Excel Isn't Going Anywhere, So Let's Automate Parsing?It

Excel Isn't Going Anywhere, So Let's Automate Parsing?It

Introduction

Excel remains a significant part of our work lives. Despite modern tools and technologies, we frequently handle Excel files?—?particularly those filled in manually. Parsing these files manually is both time-consuming and challenging.

In this guide, I’ll share how I built a simple function that finds and extracts tables from messy Excel files using Python and Pandas. Best of all, you can adapt this method to work with Polars or any other DataFrame library.

Why automate Excel parsing?

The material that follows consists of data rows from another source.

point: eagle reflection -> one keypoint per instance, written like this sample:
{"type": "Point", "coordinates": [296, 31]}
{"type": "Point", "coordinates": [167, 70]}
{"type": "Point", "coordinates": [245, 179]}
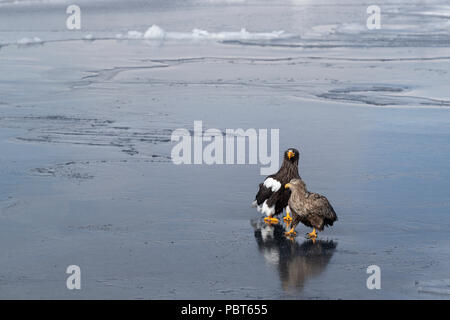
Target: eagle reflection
{"type": "Point", "coordinates": [296, 262]}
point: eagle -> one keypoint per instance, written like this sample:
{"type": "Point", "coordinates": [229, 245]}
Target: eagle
{"type": "Point", "coordinates": [311, 209]}
{"type": "Point", "coordinates": [272, 197]}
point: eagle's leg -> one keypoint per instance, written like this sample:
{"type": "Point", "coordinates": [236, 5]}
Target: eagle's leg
{"type": "Point", "coordinates": [288, 217]}
{"type": "Point", "coordinates": [313, 234]}
{"type": "Point", "coordinates": [291, 232]}
{"type": "Point", "coordinates": [270, 220]}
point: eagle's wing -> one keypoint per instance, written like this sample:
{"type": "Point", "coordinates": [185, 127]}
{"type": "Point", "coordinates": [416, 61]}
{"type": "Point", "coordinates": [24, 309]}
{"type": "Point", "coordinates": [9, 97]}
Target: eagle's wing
{"type": "Point", "coordinates": [323, 208]}
{"type": "Point", "coordinates": [268, 196]}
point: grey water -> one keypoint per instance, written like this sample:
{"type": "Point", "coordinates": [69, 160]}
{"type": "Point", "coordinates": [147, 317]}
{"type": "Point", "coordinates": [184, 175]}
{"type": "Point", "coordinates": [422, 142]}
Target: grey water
{"type": "Point", "coordinates": [86, 176]}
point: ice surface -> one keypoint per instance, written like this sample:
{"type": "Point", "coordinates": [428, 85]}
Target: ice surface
{"type": "Point", "coordinates": [86, 119]}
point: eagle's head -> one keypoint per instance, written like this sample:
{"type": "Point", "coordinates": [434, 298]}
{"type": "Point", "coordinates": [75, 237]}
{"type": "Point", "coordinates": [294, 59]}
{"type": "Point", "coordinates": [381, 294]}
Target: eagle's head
{"type": "Point", "coordinates": [291, 155]}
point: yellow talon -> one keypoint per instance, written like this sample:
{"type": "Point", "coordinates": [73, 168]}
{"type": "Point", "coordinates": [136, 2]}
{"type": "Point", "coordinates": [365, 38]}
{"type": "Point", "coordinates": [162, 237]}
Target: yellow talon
{"type": "Point", "coordinates": [313, 234]}
{"type": "Point", "coordinates": [288, 218]}
{"type": "Point", "coordinates": [270, 220]}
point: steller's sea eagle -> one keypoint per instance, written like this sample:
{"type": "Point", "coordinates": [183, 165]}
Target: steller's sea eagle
{"type": "Point", "coordinates": [272, 197]}
{"type": "Point", "coordinates": [311, 209]}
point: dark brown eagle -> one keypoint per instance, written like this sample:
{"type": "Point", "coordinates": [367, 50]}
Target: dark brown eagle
{"type": "Point", "coordinates": [272, 197]}
{"type": "Point", "coordinates": [311, 209]}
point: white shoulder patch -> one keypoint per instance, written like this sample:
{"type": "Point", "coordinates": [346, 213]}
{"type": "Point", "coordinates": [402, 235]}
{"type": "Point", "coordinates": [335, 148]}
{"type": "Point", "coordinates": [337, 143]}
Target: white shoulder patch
{"type": "Point", "coordinates": [268, 211]}
{"type": "Point", "coordinates": [273, 184]}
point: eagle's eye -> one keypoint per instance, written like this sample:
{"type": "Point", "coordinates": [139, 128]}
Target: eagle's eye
{"type": "Point", "coordinates": [290, 154]}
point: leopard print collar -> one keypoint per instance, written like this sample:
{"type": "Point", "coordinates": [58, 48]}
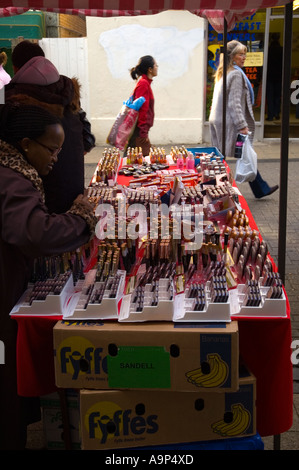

Three words: Efficiency, Consistency, Scalability.

Excel files, especially those filled out manually, can be unpredictable:

  • Tables starting at random positions
  • Headers in unexpected locations
  • Extra data scattered throughout sheets

Automating the parsing process ensures consistent data extraction, regardless of how messy the file is.

The Challenge

When receiving Excel files, you might encounter these challenges:

  • Tables starting at random positions, not cell A1
  • Empty rows and columns scattered throughout
  • Header rows in non-obvious locations

Additionally, each file from stakeholders might have a different structure than previous ones.

Our goal is to efficiently extract table data, focusing only on the columns we REQUIRE for analysis. In my experience, there’s just one crucial requirement for stakeholders: maintain consistent column names in the header.

The Solution

To handle Excel file parsing, I built a generic Python functions:

  1. log_issue()?—?to log any issues, comments I have about the file I received.
  2. find_excel_table()?—?to find the table inside the received Excel file and return as a DataFrame.
  3. format_issues_for_email?—?to convert the issues into human-readable text. I need it to send issues back to stakeholders and let them know which Excel files where rejected for parsing, and why.

The solution steps:

  1. Read Excel file.
  2. Search for the header row based on required column names.
  3. Extract the table starting from the header row.
  4. Handle any issues, such as missing columns, gracefully.
  5. Convert issues dictionary into human-readable text.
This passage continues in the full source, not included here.